From 2007 to 2016, Vinton was a member of the sports investigations team at the New York Daily News, reporting frequently on performance-enhancing drugs, brain injuries, and other legal matters affecting the sports world. He and his colleagues produced investigative pieces like "Babe Ruthless" and "Gunning for his Lawyer" and "Soccer Rat!" In 2009, they published American Icon: The Fall of Roger Clemens and the Rise of Steroids in America's Pastime (Alfred A. Knopf)

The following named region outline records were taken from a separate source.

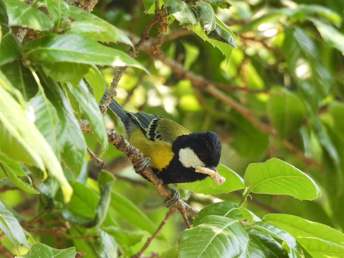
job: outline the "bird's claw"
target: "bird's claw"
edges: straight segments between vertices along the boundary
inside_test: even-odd
[[[135,168],[135,171],[138,174],[141,173],[148,166],[150,165],[152,163],[152,159],[149,157],[146,157],[141,159],[140,163]]]
[[[171,189],[172,191],[172,194],[171,196],[168,197],[166,200],[164,201],[164,204],[168,208],[169,208],[171,206],[173,206],[178,202],[180,198],[180,195],[179,193],[175,189],[173,188]],[[169,202],[171,202],[170,204],[168,204]]]

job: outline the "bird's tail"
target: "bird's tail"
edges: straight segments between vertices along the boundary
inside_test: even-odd
[[[107,93],[104,94],[101,98],[101,100],[104,101],[106,97],[107,94]],[[131,124],[133,122],[132,118],[122,108],[119,104],[116,102],[116,100],[114,99],[111,100],[111,103],[109,105],[109,108],[119,118],[124,126],[126,131],[128,129],[128,127],[132,126],[130,126],[131,125]]]

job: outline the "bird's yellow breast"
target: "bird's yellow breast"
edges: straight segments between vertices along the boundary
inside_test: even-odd
[[[145,157],[152,159],[151,166],[161,171],[167,166],[173,158],[172,144],[160,140],[152,141],[149,140],[139,128],[129,136],[128,141],[143,153]]]

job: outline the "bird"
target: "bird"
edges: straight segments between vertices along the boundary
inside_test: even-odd
[[[106,96],[106,93],[103,100]],[[216,133],[191,132],[172,120],[126,111],[113,99],[109,108],[119,118],[125,137],[144,157],[150,158],[152,170],[164,184],[205,179],[208,175],[196,172],[198,166],[216,171],[221,143]]]

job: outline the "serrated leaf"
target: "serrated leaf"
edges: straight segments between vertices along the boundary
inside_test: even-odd
[[[20,0],[6,0],[8,25],[26,26],[38,31],[47,30],[54,25],[42,11]]]
[[[211,6],[205,1],[197,1],[196,3],[197,16],[201,27],[208,34],[216,27],[215,13]]]
[[[312,238],[325,241],[329,245],[340,245],[344,248],[344,234],[323,224],[287,214],[268,214],[263,219],[288,232],[298,241],[301,238]],[[309,250],[306,247],[303,247]]]
[[[93,24],[92,26],[96,26],[98,28],[101,28],[101,33],[99,36],[98,33],[92,35],[89,31],[85,32],[86,35],[92,39],[104,41],[106,42],[121,42],[134,47],[134,45],[129,38],[119,29],[98,16],[86,12],[81,8],[72,5],[70,5],[69,7],[70,11],[69,15],[71,18],[78,22],[84,22],[89,24],[90,23]],[[72,22],[71,24],[71,28],[74,28],[73,29],[77,30],[75,27],[78,23],[77,23],[77,25],[73,25],[73,23]],[[81,24],[79,23],[79,26]],[[79,27],[79,29],[81,30],[79,31],[80,32],[82,32],[83,29]]]
[[[77,86],[69,85],[68,88],[79,103],[92,132],[101,145],[102,152],[104,152],[108,146],[107,133],[98,104],[84,81],[81,81]]]
[[[113,189],[111,203],[110,208],[115,209],[123,218],[150,233],[154,234],[157,225],[130,200]]]
[[[3,135],[0,150],[10,158],[35,165],[42,170],[47,169],[60,182],[64,200],[68,202],[72,189],[58,160],[45,138],[4,86],[13,87],[0,72],[0,98],[3,103],[0,106],[0,135]]]
[[[250,191],[269,194],[287,194],[301,200],[320,196],[319,187],[303,172],[280,160],[273,158],[264,163],[248,165],[244,177]]]
[[[57,249],[48,246],[42,243],[35,244],[32,246],[31,251],[20,257],[23,258],[41,258],[42,257],[54,258],[75,258],[76,255],[75,248],[69,247],[66,249]],[[16,256],[16,257],[19,257]]]
[[[287,244],[288,255],[290,258],[304,257],[304,252],[301,246],[294,237],[283,229],[265,221],[256,222],[250,228],[251,230],[266,234],[274,238],[284,241]]]
[[[284,88],[274,88],[267,102],[268,117],[278,135],[288,138],[301,126],[306,115],[303,103],[298,96]]]
[[[45,0],[49,14],[55,29],[61,27],[62,21],[69,17],[69,5],[62,0]]]
[[[245,251],[247,233],[239,222],[229,218],[210,215],[198,226],[180,234],[178,248],[181,257],[236,257]]]
[[[98,240],[99,244],[98,252],[100,257],[116,258],[118,257],[117,243],[113,236],[101,230]]]
[[[0,168],[4,172],[5,174],[12,181],[13,184],[18,188],[28,193],[36,194],[40,193],[40,192],[35,189],[32,185],[19,179],[11,168],[1,159],[0,159]]]
[[[208,177],[201,181],[178,184],[177,187],[204,194],[228,193],[244,188],[243,179],[230,169],[220,165],[218,171],[219,174],[226,179],[225,182],[220,185],[215,184],[210,178]]]
[[[0,65],[18,59],[20,56],[20,44],[7,24],[1,22],[0,42]]]
[[[125,65],[147,69],[120,50],[105,46],[82,35],[44,37],[23,46],[24,58],[37,64],[68,62],[110,66]]]
[[[193,226],[199,225],[202,219],[209,215],[223,216],[236,220],[243,219],[243,214],[237,204],[231,202],[219,202],[206,206],[200,211]]]
[[[171,0],[165,5],[167,14],[173,15],[184,27],[197,26],[198,23],[195,11],[183,1]]]
[[[97,102],[101,99],[105,90],[106,84],[101,73],[95,65],[91,67],[85,76],[85,79],[92,88],[94,98]]]
[[[211,3],[216,4],[223,9],[229,9],[232,6],[232,4],[227,0],[207,0]]]
[[[23,228],[17,219],[2,202],[0,202],[0,228],[7,235],[14,245],[18,241],[30,250],[30,245],[26,240]],[[18,249],[18,248],[17,248]]]
[[[111,199],[111,189],[115,182],[115,178],[112,174],[102,171],[98,175],[100,198],[96,209],[96,215],[94,225],[96,227],[101,225],[105,219]]]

A lifelong student of Alpine ski racing, Vinton has covered the sport for Ski Racing, The New York Times, The International Herald Tribune, SKI, Skiing, Men's Journal, Skiing History and other publications.

 

ABOUT THE FALL LINE

Five years ago, the United States Olympic Team took a vibrant squad of adventurous downhill racers to the Winter Games in Vancouver, to represent their country on Alpine skiing’s biggest stage. Out in front were the two radically different skiers who over the previous decade had led a renaissance in American skiing: Lindsey Vonn, the U.S. Ski Team’s dazzling and fearless star, and Bode Miller, its reclusive and freakishly talented prodigal son. 

What followed in Vancouver was a display of courage, skill, and authenticity unmatched in the annals of ski racing’s long history. Vonn and Miller, each burdened in a different way by the searing defeats that each had met at the previous Games, led their underdog team on a runaway medal streak -- even as their sport grappled with climate change and a spate of injuries attributable to technological changes in skiing. 

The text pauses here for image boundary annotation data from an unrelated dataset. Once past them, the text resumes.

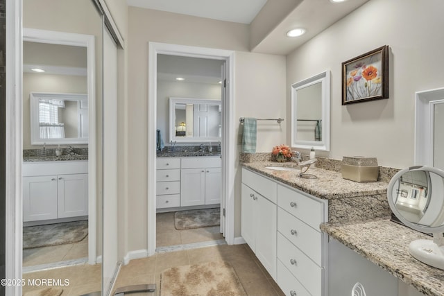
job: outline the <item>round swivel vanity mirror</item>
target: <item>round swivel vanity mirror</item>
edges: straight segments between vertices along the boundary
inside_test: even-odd
[[[444,269],[444,171],[425,166],[403,169],[388,183],[387,198],[392,211],[405,225],[433,234],[433,240],[411,242],[410,254]]]

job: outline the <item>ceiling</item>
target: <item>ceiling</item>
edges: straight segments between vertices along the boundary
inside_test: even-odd
[[[130,6],[250,24],[267,0],[127,0]]]
[[[250,24],[262,8],[266,17],[271,18],[272,13],[268,12],[273,11],[273,6],[282,5],[282,1],[223,0],[223,5],[220,0],[127,0],[127,3],[131,6]],[[282,19],[273,21],[268,33],[251,51],[288,55],[368,1],[347,0],[334,3],[330,0],[286,0],[289,3],[294,1],[294,8]],[[307,33],[299,37],[287,37],[287,32],[294,28],[303,28]]]

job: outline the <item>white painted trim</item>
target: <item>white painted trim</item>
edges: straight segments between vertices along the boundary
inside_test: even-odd
[[[414,164],[432,166],[433,114],[430,107],[444,100],[444,87],[415,93]]]
[[[23,40],[33,42],[49,43],[53,44],[84,46],[87,48],[88,116],[89,121],[89,127],[88,130],[88,258],[89,264],[94,264],[96,262],[96,225],[97,223],[97,189],[96,182],[96,177],[97,174],[96,153],[97,139],[96,134],[96,60],[94,36],[85,34],[24,28]],[[22,67],[22,64],[20,67]],[[20,85],[22,86],[22,84]],[[22,89],[20,89],[20,94],[22,94]],[[21,96],[21,97],[22,96]],[[20,111],[20,114],[21,112],[22,111]],[[20,119],[22,119],[22,118],[20,118]],[[20,150],[20,151],[22,151],[22,150]],[[20,164],[22,164],[22,159],[20,159]],[[20,181],[20,186],[22,186],[22,181]]]
[[[234,238],[234,242],[233,245],[243,245],[244,243],[247,243],[247,242],[245,241],[242,236],[237,236]]]
[[[226,126],[222,138],[223,154],[222,171],[225,193],[225,239],[228,244],[232,244],[234,232],[234,53],[232,51],[169,44],[165,43],[149,42],[148,44],[148,255],[153,255],[156,247],[155,220],[155,127],[157,109],[157,55],[158,53],[194,58],[225,60],[229,68],[227,73],[228,86],[228,102],[223,103],[223,113],[225,114]]]
[[[22,1],[6,0],[6,279],[22,279]],[[21,295],[22,286],[6,286],[5,295]]]
[[[147,256],[147,250],[138,250],[137,251],[128,252],[123,258],[123,264],[127,265],[133,259],[139,259],[140,258],[146,258]]]

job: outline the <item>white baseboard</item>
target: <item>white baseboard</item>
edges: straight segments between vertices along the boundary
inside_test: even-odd
[[[242,236],[237,236],[234,238],[233,245],[242,245],[243,243],[247,243]]]
[[[133,259],[138,259],[140,258],[148,257],[147,250],[138,250],[137,251],[130,251],[126,253],[126,256],[123,258],[123,265],[127,265]]]

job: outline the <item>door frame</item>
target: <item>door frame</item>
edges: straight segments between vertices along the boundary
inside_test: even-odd
[[[222,102],[223,129],[222,134],[222,197],[225,201],[225,234],[229,245],[234,241],[234,52],[222,49],[189,46],[166,43],[148,44],[148,256],[156,248],[156,120],[157,54],[223,60],[226,61],[227,92]]]
[[[433,105],[444,100],[444,88],[415,93],[415,165],[433,166]]]
[[[96,256],[96,61],[94,36],[23,28],[23,41],[63,44],[87,48],[87,84],[88,98],[88,262],[95,264]],[[20,78],[23,85],[22,76]],[[22,93],[23,97],[23,94]],[[23,107],[23,106],[22,106]],[[21,129],[22,130],[22,129]],[[23,132],[20,131],[21,137]],[[20,162],[20,164],[22,162]],[[20,180],[20,186],[22,181]]]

Now comes a book that captures these complicated athl-etes and their adrenal world in vivid detail, reconstructing the U.S. Ski Team’s most suspenseful and important season, while chronicling the decade-long rise of a U.S. ski racing dynasty. THE FALL LINE: How American Ski Racers Conquered a Sport on the Edge [W. W. Norton & Company; February 2, 2015, $26.95 hardcover] offers a definitive portrait of Vonn and Miller, two driven athletes who unseated European skiers whose nations had held the throne for almost a century. 

Veteran ski writer Nathaniel Vinton, an award-winning investigative sports journalist and lifelong student of Alpine skiing, weaves a narrative that is accessible to readers who’ve never skied, but also revelatory to those who follow the sport closely. Based on hundreds of interviews with the sport’s major figures, and on-the-ground reporting from dozens of race courses, The Fall Line is a thrilling journey deep into a spectacular sport, where athletes risk everything to sail across the snow and ice at 90 miles per hour. 

Timed for release to coincide with the FIS Alpine skiing world championships, (held February 2-15 in Beaver Creek, Colorado, and televised on NBC), this is the unauthorized inside story of how a group of iconoclastic athletes delivered a record-smashing performance that remains unsurpassed today, even by the Americans’ proud showing at the 2014 Sochi Games (which Vonn, now the girlfriend of golf icon Tiger Woods, missed due to injury).

The Fall Line covers the year-long buildup to the 2010 Olympics, tracking the American racers as they battle for season-long standings on the FIS Alpine skiing World Cup circuit. Vinton combines informed run-by-run commentary on the races with an insider’s knowledge of the daredevil world of downhill skiing—its career-ending crashes, million-dollar sponsorship deals, and decades-long rivalries. Along the way, Vinton summons ski racing’s rich history, while taking an unblinking look at the sport’s current state of affairs – its vulnerability to climate change, a rapidly evolving snowsports industry, and safety concerns over the sport’s inherent mortal danger. 

Drawing on relationships fostered during more than 15 years reporting on downhill ski racing, Vinton captures this underdog story from every angle—the athletes, coaches, sponsors, trainers, equipment techs, and the swelling numbers of US skiing enthusiasts watching at home or hitting the road to cheer on the team. THE FALL LINE is the story of an American dynasty in alpine skiing, and the intrepid athletes—not just Miller and Vonn, but Julia Mancuso, Andrew Weibrecht, Ted Ligety, and others —who carved out a space for America on the global alpine skiing stage. THE FALL LINE delivers the thrill of alpine racing alongside a panoramic view of the sport’s past, present, and future.